Het beroep zal gegrond worden verklaard. De besluiten, voor zover aangevallen, komen voor vernietiging in aanmerking nu deze in strijd met artikel 7:12, eerste lid, van de Awb niet berusten op een deugdelijke motivering. Verweerder wordt opgedragen in zoverre nieuwe besluiten te nemen met inachtneming van deze uitspraak.
Verweerder wordt in de door eiseres gemaakte proceskosten veroordeeld, waarbij met toepassing van het Besluit proceskosten bestuursrecht het gewicht van de zaak is bepaald op 1 (gemiddeld) en voor de door een derde beroepsmatig verleende rechtsbijstand (het indienen van een beroepschrift, het verschijnen ter zitting) 2 punten worden toegekend (€ 322,- per punt).

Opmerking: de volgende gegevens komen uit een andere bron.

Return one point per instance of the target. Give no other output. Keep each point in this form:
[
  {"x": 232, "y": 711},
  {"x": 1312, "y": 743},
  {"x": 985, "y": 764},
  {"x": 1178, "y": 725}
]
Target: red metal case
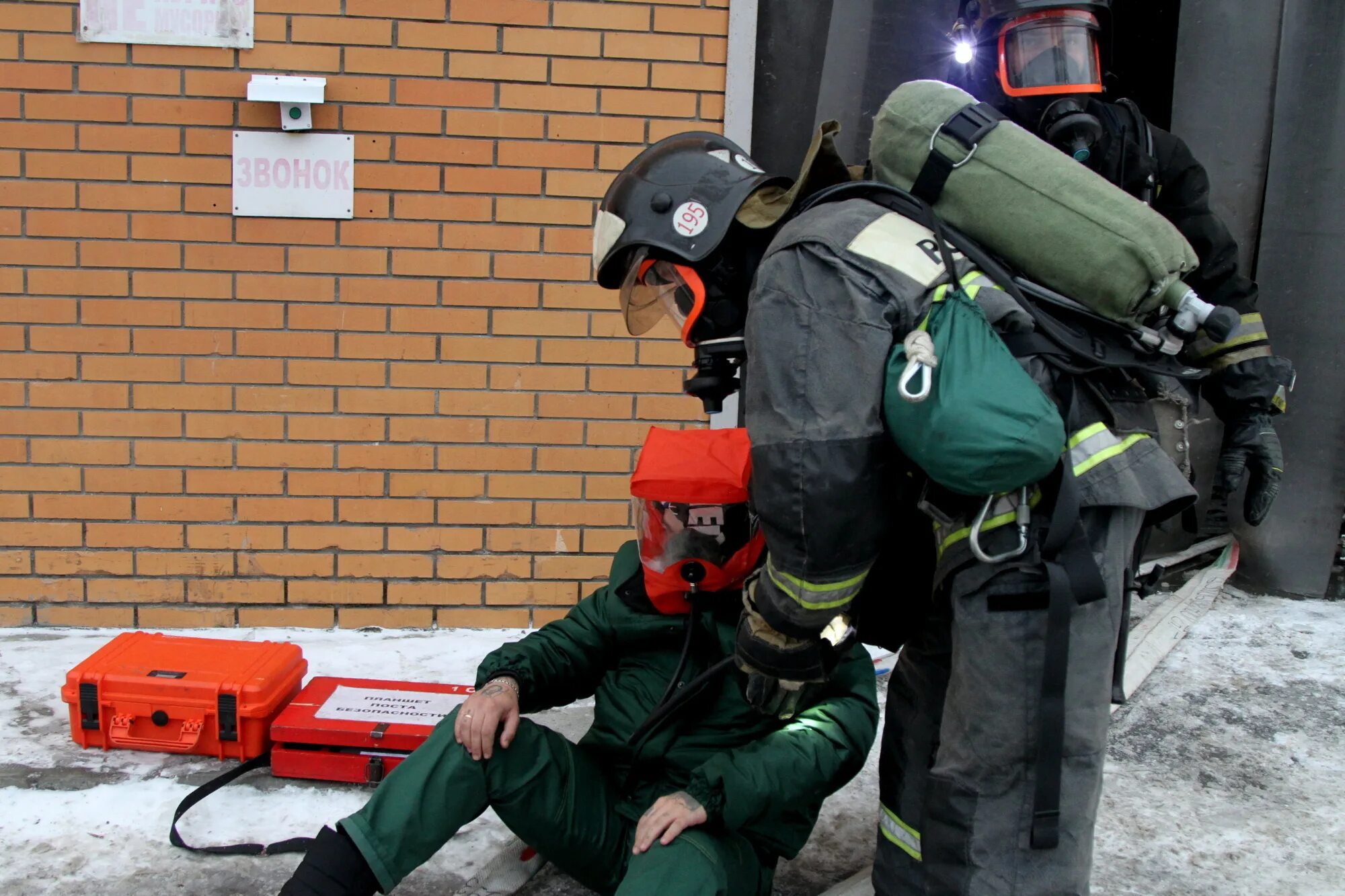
[
  {"x": 174, "y": 694},
  {"x": 357, "y": 729}
]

De rechtbank ’s-Gravenhage,
verklaart het beroep gegrond;
vernietigt de bestreden besluiten voor zover aangevallen;
draagt verweerder op nieuwe besluiten te nemen met inachtneming van hetgeen in deze uitspraak is overwogen;
bepaalt dat het Uitvoeringsinstituut werknemersverzekeringen aan eiseres het door haar betaalde griffierecht, te weten € 38,-, vergoedt;
veroordeelt verweerder in de door eiseres gemaakte proceskosten tot een bedrag van € 644,-, welk bedrag het Uitvoeringsinstituut werknemers-verzekeringen aan eiseres moet vergoeden.
Tegen deze uitspraak kan binnen zes weken na verzending daarvan hoger beroep worden ingesteld bij de Centrale Raad van Beroep.
Aldus gegeven door mr. C.F. de Lemos Benvindo en in het openbaar uitgesproken op 8 oktober 2007, in tegenwoordigheid van de griffier T.F. Gaarden.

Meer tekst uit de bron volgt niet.